LK: When we did our first show together, it was just because it logistically made sense.  Neither of us had very much money or very many products, so we shared a space.  And then halfway through the preparations, we looked at each other and were like, “Huh, I don’t usually like working with other people, but this is going really well!”  We both work really, really hard.  We both have a similar aesthetic.  If you look at our personal artwork, it’s almost eerily similar, except Kegan works on a massive scale and I work on a tiny scale.  But probably most importantly, we both have grandiose dreams.  We convince each other that we can pull things off that, to everyone else, seems crazy and impossible.  And then we do it.

gilded eggs in their Egg Pants beside Kegan Fisher
gilded eggs nestled in their Egg Pants beside Kegan Fisher

EC: What’s coming up for you in 2009?  Next steps?
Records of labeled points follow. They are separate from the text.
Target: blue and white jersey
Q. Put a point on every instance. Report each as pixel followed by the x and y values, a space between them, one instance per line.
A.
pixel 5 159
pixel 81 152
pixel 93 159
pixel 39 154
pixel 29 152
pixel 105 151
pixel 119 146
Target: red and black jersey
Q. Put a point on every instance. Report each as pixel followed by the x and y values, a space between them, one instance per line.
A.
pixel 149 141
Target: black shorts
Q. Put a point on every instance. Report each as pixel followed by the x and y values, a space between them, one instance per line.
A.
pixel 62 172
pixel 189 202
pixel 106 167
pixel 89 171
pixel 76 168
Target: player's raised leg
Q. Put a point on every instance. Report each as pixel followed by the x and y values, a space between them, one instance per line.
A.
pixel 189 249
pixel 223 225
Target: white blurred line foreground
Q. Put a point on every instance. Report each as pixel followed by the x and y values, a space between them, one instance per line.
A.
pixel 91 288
LK: Well, we’ve always got grand plans and new products in the works.  We’re almost ready to launch one of them, so keep an eye out!  Our next show will be ICFF (May 16-19, ’09).  In the meantime, we’re really interested in continuing to grow the website.  Readership has increased a lot recently; it’s very exciting.  Right now we’re working on a redesign of the site.  The look and feel will stay pretty much the same, but we’re bringing in more creative entrepreneurs to blog about their experiences.  In celebration of the 1-year anniversary of our blog (July 2009) we’ll be holding a show with work from some of our favorite creatives that we’ve interviewed.  I’m getting really excited about the play that can happen back-and-forth between the digital world and the physical world.  For example, bringing a group of people, who share having their names listed on our website, together in a physical space.  We’re also thinking about releasing a printed magazine.  We’d like to approach designing a magazine from a product-design point of view; design it like an object which we want people to love and keep.  We’d pull articles from our website which all fit a certain theme, and tie them closer together, elaborating on what the central message/lesson is.  Eventually I’d love to make a book.